In step 7, we create the longer_verb_phrase
function, which will find the longest verb phrase from a list. We do this because some verb phrases might be shorter than necessary. For example, in the sentence All living things are made of cells, both are and are made of will be found.
In step 8, we create the find_noun_phrase
function, which finds noun phrases on either side of the verb. We specify the side as a parameter.
In step 9, we create the find_triplet
function, which will find triplets of subject-relation-object in a sentence. In this function, first, we process the sentence with spaCy. Then, we use the functions defined in the previous steps to find the longest verb phrase and the nouns to the left- and right-hand sides of it.

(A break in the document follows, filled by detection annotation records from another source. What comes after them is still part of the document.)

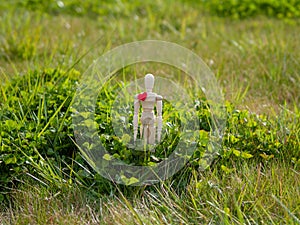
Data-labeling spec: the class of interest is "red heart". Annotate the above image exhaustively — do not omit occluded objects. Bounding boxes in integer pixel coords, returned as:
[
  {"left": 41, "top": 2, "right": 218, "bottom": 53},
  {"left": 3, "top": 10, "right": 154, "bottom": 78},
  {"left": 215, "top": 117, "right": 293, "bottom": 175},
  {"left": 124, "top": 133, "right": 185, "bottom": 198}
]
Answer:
[{"left": 138, "top": 92, "right": 147, "bottom": 101}]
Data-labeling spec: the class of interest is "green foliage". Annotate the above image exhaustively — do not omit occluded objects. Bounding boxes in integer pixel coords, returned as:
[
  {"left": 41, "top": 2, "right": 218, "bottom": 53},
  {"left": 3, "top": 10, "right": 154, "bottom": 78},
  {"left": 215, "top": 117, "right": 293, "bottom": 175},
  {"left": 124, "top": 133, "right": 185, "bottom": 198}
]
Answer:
[
  {"left": 203, "top": 0, "right": 300, "bottom": 19},
  {"left": 0, "top": 69, "right": 79, "bottom": 189},
  {"left": 0, "top": 69, "right": 300, "bottom": 197}
]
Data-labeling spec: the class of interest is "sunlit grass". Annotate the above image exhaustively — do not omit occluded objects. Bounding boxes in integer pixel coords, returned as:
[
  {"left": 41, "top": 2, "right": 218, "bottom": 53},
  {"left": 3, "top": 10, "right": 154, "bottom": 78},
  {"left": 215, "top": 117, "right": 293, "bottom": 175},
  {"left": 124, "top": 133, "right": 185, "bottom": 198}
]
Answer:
[{"left": 0, "top": 0, "right": 300, "bottom": 224}]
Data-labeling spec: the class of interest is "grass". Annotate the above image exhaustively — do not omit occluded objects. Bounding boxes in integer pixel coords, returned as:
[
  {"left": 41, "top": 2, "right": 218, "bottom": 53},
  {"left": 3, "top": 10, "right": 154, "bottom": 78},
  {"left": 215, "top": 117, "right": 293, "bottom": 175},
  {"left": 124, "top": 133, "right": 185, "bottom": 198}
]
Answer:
[
  {"left": 0, "top": 0, "right": 300, "bottom": 224},
  {"left": 1, "top": 162, "right": 300, "bottom": 224}
]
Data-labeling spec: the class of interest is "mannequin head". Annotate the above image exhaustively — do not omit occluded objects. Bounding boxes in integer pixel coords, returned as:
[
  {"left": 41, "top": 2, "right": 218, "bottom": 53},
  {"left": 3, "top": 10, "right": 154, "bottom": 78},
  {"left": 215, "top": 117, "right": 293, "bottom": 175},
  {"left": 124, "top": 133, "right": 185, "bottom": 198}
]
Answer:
[{"left": 145, "top": 73, "right": 154, "bottom": 92}]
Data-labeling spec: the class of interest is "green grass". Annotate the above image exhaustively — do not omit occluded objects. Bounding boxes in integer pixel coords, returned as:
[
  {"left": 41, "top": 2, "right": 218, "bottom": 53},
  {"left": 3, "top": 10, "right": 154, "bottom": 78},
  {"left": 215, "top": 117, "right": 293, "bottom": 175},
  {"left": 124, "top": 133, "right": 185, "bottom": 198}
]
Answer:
[{"left": 0, "top": 0, "right": 300, "bottom": 224}]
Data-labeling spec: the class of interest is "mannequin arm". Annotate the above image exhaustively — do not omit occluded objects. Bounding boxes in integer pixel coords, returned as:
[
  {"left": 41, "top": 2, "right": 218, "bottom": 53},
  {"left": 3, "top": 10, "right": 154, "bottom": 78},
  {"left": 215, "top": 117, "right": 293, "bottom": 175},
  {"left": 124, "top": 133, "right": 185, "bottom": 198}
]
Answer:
[
  {"left": 133, "top": 97, "right": 140, "bottom": 142},
  {"left": 156, "top": 98, "right": 162, "bottom": 142}
]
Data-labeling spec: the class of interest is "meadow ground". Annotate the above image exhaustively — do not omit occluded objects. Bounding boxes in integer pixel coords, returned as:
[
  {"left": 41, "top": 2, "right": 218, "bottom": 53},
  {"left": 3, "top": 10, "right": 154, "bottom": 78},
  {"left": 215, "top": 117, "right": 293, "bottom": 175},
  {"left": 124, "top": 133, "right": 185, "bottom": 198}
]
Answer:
[{"left": 0, "top": 0, "right": 300, "bottom": 224}]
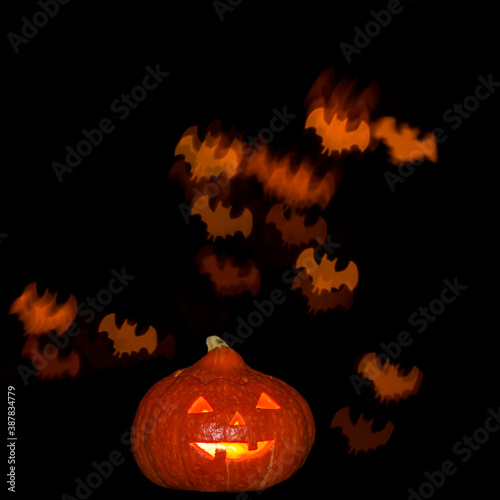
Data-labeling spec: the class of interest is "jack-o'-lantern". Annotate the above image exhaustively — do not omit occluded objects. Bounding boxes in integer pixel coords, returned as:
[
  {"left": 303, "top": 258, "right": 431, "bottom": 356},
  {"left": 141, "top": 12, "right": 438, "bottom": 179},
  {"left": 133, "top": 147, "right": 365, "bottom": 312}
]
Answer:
[{"left": 131, "top": 336, "right": 315, "bottom": 492}]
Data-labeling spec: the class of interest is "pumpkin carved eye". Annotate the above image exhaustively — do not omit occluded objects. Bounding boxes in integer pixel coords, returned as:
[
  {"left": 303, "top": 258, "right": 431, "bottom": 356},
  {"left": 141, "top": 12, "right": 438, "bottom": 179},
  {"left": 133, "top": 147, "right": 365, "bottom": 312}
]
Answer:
[
  {"left": 255, "top": 392, "right": 281, "bottom": 410},
  {"left": 188, "top": 396, "right": 214, "bottom": 413}
]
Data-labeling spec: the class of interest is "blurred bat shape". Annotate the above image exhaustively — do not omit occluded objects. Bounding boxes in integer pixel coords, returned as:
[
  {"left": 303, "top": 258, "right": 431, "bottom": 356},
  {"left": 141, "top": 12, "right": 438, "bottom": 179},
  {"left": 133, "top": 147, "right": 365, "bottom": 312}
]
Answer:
[
  {"left": 372, "top": 116, "right": 437, "bottom": 165},
  {"left": 196, "top": 248, "right": 260, "bottom": 297},
  {"left": 355, "top": 352, "right": 423, "bottom": 403},
  {"left": 292, "top": 273, "right": 354, "bottom": 314},
  {"left": 330, "top": 406, "right": 394, "bottom": 456},
  {"left": 305, "top": 108, "right": 370, "bottom": 154},
  {"left": 191, "top": 196, "right": 253, "bottom": 239},
  {"left": 266, "top": 203, "right": 327, "bottom": 248},
  {"left": 175, "top": 126, "right": 242, "bottom": 180},
  {"left": 295, "top": 248, "right": 359, "bottom": 292},
  {"left": 9, "top": 283, "right": 78, "bottom": 335},
  {"left": 98, "top": 314, "right": 158, "bottom": 357}
]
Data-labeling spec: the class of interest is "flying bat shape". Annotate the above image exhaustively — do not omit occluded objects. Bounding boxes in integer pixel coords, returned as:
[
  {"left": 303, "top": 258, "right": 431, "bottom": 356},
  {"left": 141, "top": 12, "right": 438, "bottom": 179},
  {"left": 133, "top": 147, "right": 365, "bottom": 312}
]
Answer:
[
  {"left": 356, "top": 352, "right": 423, "bottom": 403},
  {"left": 295, "top": 248, "right": 359, "bottom": 292},
  {"left": 292, "top": 273, "right": 353, "bottom": 314},
  {"left": 175, "top": 126, "right": 242, "bottom": 179},
  {"left": 196, "top": 248, "right": 260, "bottom": 297},
  {"left": 9, "top": 283, "right": 78, "bottom": 335},
  {"left": 305, "top": 108, "right": 370, "bottom": 155},
  {"left": 330, "top": 406, "right": 394, "bottom": 456},
  {"left": 266, "top": 203, "right": 327, "bottom": 248},
  {"left": 98, "top": 314, "right": 158, "bottom": 357},
  {"left": 372, "top": 116, "right": 437, "bottom": 165},
  {"left": 191, "top": 196, "right": 253, "bottom": 239}
]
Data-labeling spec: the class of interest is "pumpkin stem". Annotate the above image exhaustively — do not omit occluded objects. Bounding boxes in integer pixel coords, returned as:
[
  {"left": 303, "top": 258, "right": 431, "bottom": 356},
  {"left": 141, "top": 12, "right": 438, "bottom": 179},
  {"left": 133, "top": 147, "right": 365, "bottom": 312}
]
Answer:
[{"left": 207, "top": 335, "right": 229, "bottom": 352}]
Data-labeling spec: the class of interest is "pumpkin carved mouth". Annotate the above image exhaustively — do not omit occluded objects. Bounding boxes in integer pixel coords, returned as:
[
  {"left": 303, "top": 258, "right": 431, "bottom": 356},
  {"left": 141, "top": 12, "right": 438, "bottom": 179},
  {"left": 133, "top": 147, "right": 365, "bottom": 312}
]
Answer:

In step 10, we apply the find_triplet
function to the two sentences we defined at the beginning. The resulting triplets are correct.
In this recipe, we made a few assumptions that will not always be correct. The first assumption is that there will only be one main verb phrase. The second assumption is that there will be a noun chunk on either side of the verb phrase. Once we start working with sentences that are complex or compound, or contain relative clauses, these assumptions no longer hold. I leave it as an exercise for you to work with more complex cases.
There's more…
Once you've parsed out the entities and relations, you might want to input them into a knowledge graph for further use. There are a variety of tools you can use to work with knowledge graphs, such as neo4j.